We also shared a belief that we could do just about anything we set our minds to, very much along the lines of ‘Hey, let’s put on a show! We can use my parents’ barn…Sophie sews and she’ll make the costumes! And we’ll get all our friends to act!’ We ran a mystery-oriented theater troupe, did haunted houses for Maureen’s sister and her friends when they had parties, and much more.
We honestly didn’t know what we were doing or the odds we faced at actually pulling any of these ventures off, which gave us a wildly inflated optimism at our ability to succeed. And because we didn’t know any better, we generally did accomplish our goals. We also managed to drag friends/family and assorted actors and musicians along with our enthusiastic plans. Sometimes we made money and sometimes we didn’t. But no one ever complained, probably due to the quantity of freshly-baked treats we supplied.
So no no-one in our circle was at all surprised when Mo and I decided to make a movie. We dashed out a script in a week or so, cast it amongst ourselves and our circle of actors, found a friend who’d taken film courses at UCSD and had a video camera, and got to work. We knew nothing of lighting. We had no microphones and figured we do all the dialogue not caught in the actual filming after the fact (I’ve since learned it’s called ADR and have, in fact, done dubbing for other actors…but that’s another story). We found locations, including a B&B in Idyllwild, California, run by my ex in-laws, set up a shooting schedule, and set about filming. The film was called Passion’s Purple Prose and was about a young woman so caught up in her fantasies, she can’t recognize true love when it stares her in the face. I played the heroine and Maureen the best friend.
We filmed about two thirds of the script before the loss of our leading man (divorce/moving out of town) effectively put the kibosh on our careers as successful Hollywood writer/director/producer triple threats. I still have three videotapes stuffed full of footage. Every now and again I threaten Maureen with a public viewing.
I was going through a suitcase of my old writing a couple months ago and found the script for Passion’s Purple Prose, lines of dialogue highlighted in fluorescent yellow. Re-reading the script, I both winced at some really cheesy dialogue and painfully bad jokes…and genuinely laughed at some of the humor. It had possibilities. A rewrite was definitely in order, but…it had possibilities. “Hey,” I told myself. “Let’s turn this into an erotic romance!
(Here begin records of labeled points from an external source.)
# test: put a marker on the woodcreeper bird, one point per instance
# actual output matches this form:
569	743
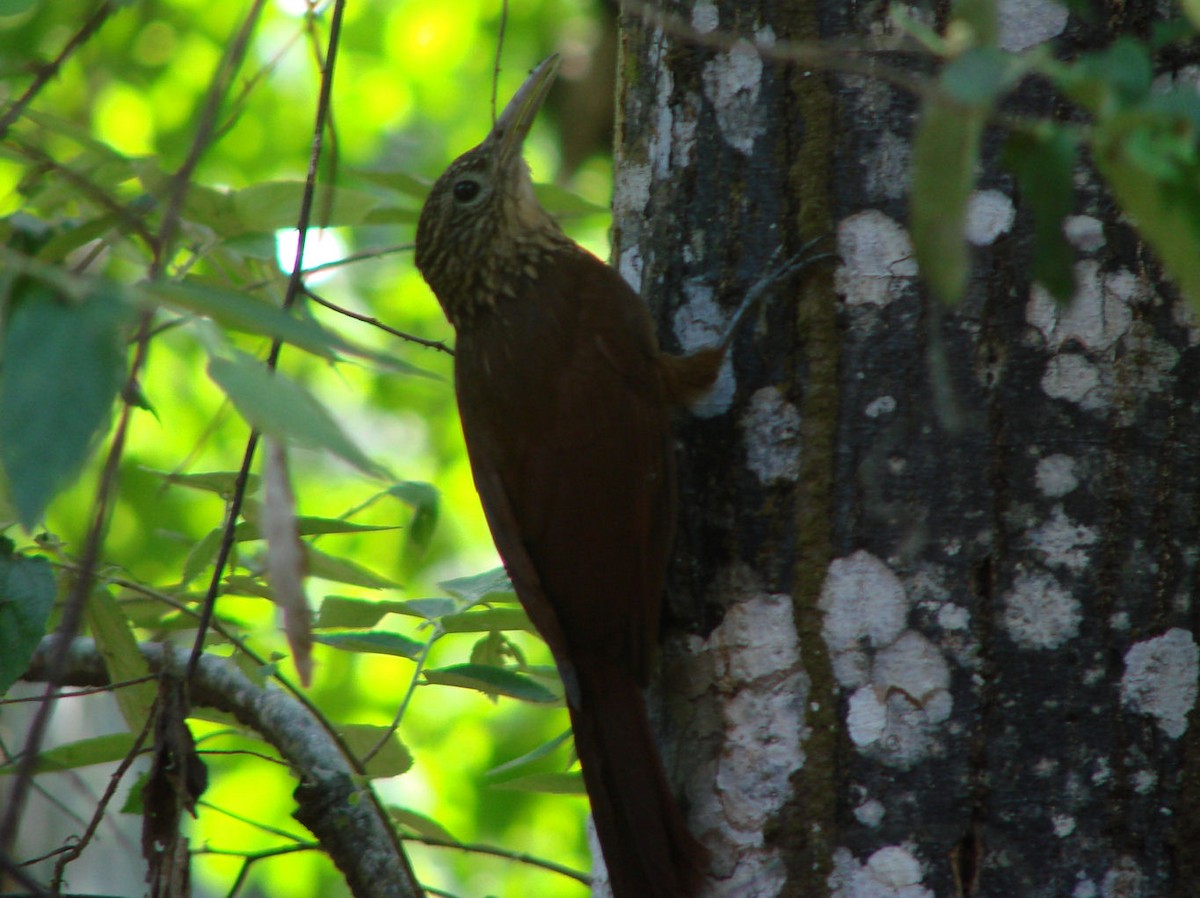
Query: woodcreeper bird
565	402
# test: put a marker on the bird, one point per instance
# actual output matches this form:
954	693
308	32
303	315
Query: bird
565	401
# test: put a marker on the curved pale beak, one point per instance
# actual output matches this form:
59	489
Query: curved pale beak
511	127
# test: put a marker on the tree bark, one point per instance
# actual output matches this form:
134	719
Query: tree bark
933	616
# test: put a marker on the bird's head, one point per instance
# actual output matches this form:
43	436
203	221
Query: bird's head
481	211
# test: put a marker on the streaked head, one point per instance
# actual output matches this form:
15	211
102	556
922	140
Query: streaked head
484	198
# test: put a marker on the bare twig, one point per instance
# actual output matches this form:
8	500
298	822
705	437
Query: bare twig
76	600
77	693
47	72
203	138
519	856
376	323
343	814
499	49
101	806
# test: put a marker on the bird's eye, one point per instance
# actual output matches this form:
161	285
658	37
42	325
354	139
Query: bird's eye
466	190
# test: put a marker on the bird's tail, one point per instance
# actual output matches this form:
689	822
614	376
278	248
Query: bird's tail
647	846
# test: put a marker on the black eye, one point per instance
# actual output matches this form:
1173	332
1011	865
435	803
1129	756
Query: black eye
466	190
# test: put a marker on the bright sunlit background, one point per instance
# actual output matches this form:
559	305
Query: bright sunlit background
413	90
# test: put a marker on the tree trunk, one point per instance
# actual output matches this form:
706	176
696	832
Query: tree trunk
933	612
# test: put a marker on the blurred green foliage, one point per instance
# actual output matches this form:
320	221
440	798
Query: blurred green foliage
85	172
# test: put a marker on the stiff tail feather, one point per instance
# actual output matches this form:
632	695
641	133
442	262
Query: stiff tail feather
647	846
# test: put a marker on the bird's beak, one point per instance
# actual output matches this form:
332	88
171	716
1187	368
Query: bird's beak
509	131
It has good characters… they could have sex…and I could pitch it to Ravenous!” So I sent the synopsis and first 25 pages of the script to Holly, changed the name to Ripping the Bodice, and she said I could use her barn if I made the costumes!
So any of you who read RtB and are REALLY curious…come visit me in San Francisco and if you get me to drink enough wine, I might just break out the original footage.
(P.S. I’m still doing a happy dance ’cause Ripping the Bodice is currently #4 on the Top 10 list and #1 in the Contemporary Romance category.)